JavaとC/C++(或いはその他の言語)によるプログラムの間で相互に連携をするためには、JNI(Java Native Interface)という仕様に沿う必要があります。この仕様では、C/C++側の関数名は頭にJava_を付け、その後ろにパッケージ名、クラス名、メソッド名を並べ、ドットをアンダーバーに置き換えた名前にします。前述のようなJavaソースであれば、msgFromNDKメソッドに対応する関数名は


Java_com_example_ndksample_MainActivity_msgFromNDK


のようになります。今回のようにメソッドが1つだけであれば手入力でも良いのですが、大量のメソッド、複数のパッケージに渡るアプリケーションとなると、これだけでも大変な作業になります。そこで、JDKに含まれるjavahというコマンドを使います。javahコマンドを使ってヘッダーファイルを作成する方法を、2つ紹介します。


1.コマンドプロンプトを使う


まず、コマンドプロンプトでプロジェクトのルートフォルダーに移動します。Windows 8ならば、エクスプローラーでプロジェクトのフォルダーを開き、メニューの「ファイル」→「コマンドプロンプトを開く」で、目的のフォルダーで簡単に開くことができます。


ここで、


C:\Users\hogehoge\workspace\NDKSample>javah -o jni/ndksample.hpp -classpath bin/classes com.example.ndksample.MainActivity


と入力します。-oは出力先、-classpathは参照するクラスパス、その後に続くのは対象のクラスを完全修飾名で記述したものです。Androidのプロジェクトが自動ビルドになっていると、Javaのソースファイルを保存した時点でbin/classes以下にclassファイルが生成されますので、これを参照させます。 

10.png


このコマンドを入力すると、プロジェクトのjniフォルダーの下にndksample.hppが生成されます。外部コマンドによりファイルが追加されたので、すぐには表示に反映されないため、F5キーを押してリフレッシュしてみましょう。


2.Eclipseの外部ツール構成を使う


前項のコマンドプロンプトによる操作の代わりに、Eclipseの外部ツール呼び出しの機能を使ってヘッダーファイルを作成することもできます。そのためには「外部ツール構成」を作成します。まずEclipseのツールバーにある「外部ツール」アイコン右側の黒三角をクリックして、「外部ツールの構成」を選択します。

16.png


表示された「外部ツール構成」の画面で、左側の「プログラム」の部分をクリックし、左上の方にある「新規作成」アイコンをクリックします。すると、「新規構成」という項目が作成されます。その画面を、下図のように編集します。 

14.png


項目設定
名前NDK create header(適当な名前で良い)
ロケーション${system_path:javah}
作業ディレクトリー${project_loc}
引数-d jni -classpath bin/classes ${java_type_name}

${}で囲まれている項目は、Eclipse内における環境変数を意味します。「変数」というボタンをクリックするとリストが出てくるので、その中から選択することで打ち間違いを防ぐこともできます。

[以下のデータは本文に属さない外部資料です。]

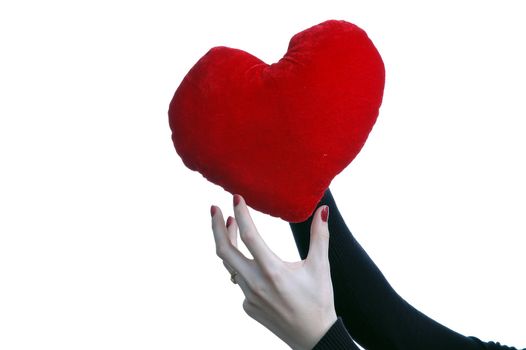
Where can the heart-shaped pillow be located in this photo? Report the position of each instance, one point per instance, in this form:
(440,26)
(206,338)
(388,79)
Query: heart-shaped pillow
(278,134)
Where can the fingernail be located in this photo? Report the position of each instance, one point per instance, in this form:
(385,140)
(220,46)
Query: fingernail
(325,214)
(237,199)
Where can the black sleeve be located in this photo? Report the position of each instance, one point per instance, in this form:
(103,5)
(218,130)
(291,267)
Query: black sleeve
(373,313)
(336,338)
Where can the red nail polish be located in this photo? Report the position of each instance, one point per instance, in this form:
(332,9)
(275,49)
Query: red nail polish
(237,199)
(325,213)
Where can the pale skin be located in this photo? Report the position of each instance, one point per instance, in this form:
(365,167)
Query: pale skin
(294,300)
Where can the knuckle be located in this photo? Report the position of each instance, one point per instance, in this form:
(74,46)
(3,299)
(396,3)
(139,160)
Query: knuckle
(272,273)
(247,236)
(221,251)
(249,307)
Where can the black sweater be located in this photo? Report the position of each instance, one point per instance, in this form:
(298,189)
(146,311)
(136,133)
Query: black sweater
(369,310)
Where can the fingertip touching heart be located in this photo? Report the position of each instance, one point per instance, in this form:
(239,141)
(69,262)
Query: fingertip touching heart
(278,134)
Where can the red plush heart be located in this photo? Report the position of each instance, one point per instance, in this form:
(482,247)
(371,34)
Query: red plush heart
(278,134)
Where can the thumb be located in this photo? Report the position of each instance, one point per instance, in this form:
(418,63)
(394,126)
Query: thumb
(319,236)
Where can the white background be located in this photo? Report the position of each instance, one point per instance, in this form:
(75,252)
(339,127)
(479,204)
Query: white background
(105,238)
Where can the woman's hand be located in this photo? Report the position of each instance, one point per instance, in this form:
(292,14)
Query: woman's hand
(293,300)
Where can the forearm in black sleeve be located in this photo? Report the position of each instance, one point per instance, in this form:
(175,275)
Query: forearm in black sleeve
(373,313)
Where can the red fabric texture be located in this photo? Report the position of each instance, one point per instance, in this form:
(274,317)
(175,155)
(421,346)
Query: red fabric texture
(278,134)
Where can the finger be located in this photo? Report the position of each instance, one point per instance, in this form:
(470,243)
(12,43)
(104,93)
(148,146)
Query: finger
(250,236)
(231,227)
(224,248)
(238,278)
(319,236)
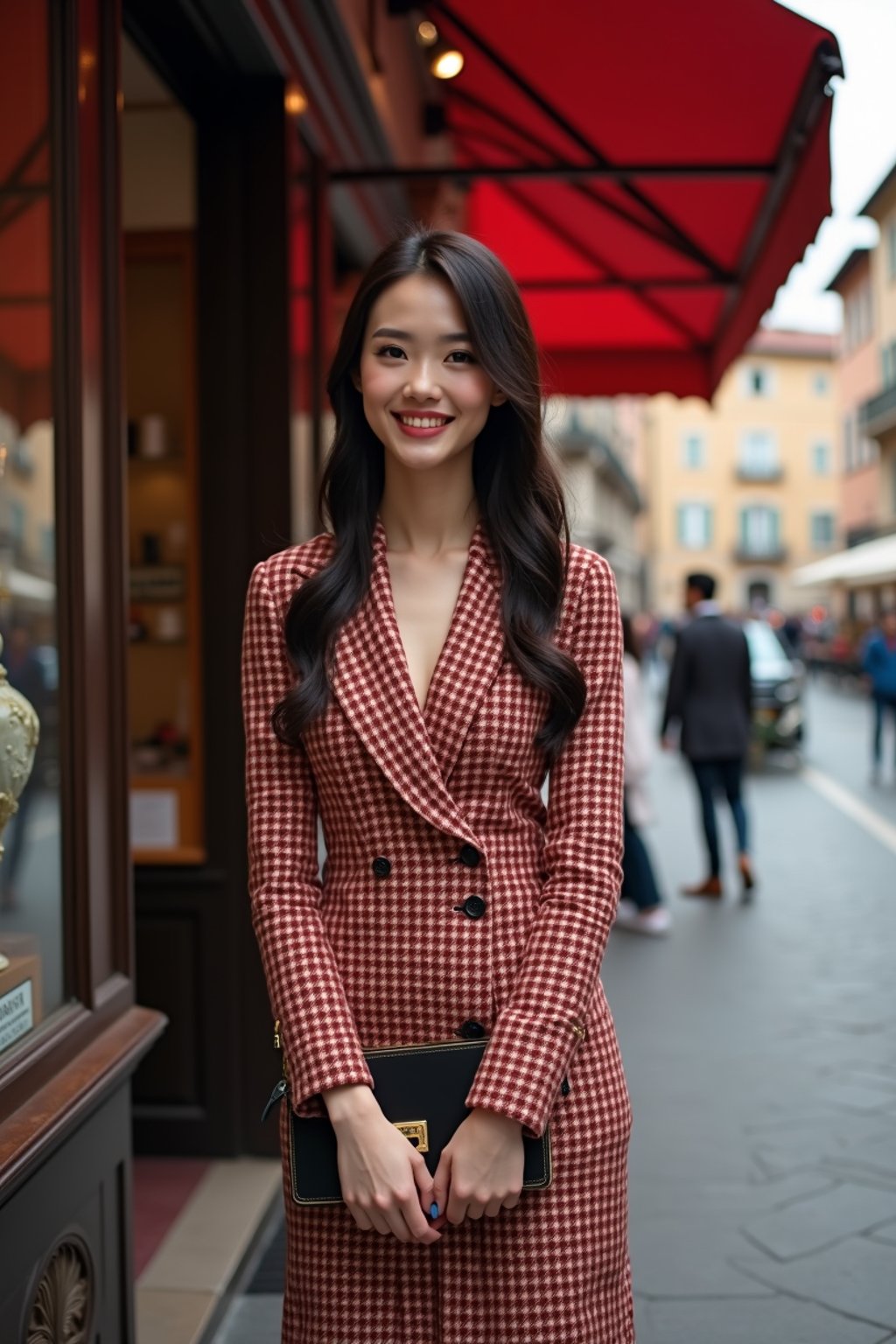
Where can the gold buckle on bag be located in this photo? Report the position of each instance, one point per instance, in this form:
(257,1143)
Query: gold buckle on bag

また、「ビルド」タブをクリックして、「起動前にビルド」のチェックを外しておきます。 

15.png


ここまで設定したら、「適用」ボタンをクリックし、閉じます。そして、Javaソースファイルを開いてテキストエディターがアクティブの状態で再び上記の画面を開き、「実行」ボタンを押します。これでjavahが実行され、jniフォルダーの下にヘッダーファイルが生成されます。こちらもプロジェクトにはすぐに反映されないため、F5キーを押してリフレッシュしましょう。


生成されたヘッダーファイルは、対象のクラスの完全修飾クラス名を元にした名前(今回の例で言えばcom_example_ndksample_MainActivity.h)になるため、その都度適当な名前にリネームしましょう。対象ファイル名の上でマウス右クリックをして、コンテキストメニューの「リファクタリング」から「名前変更」を選ぶことで、リネームができます。ここでは、ndksample.hppにリネームします。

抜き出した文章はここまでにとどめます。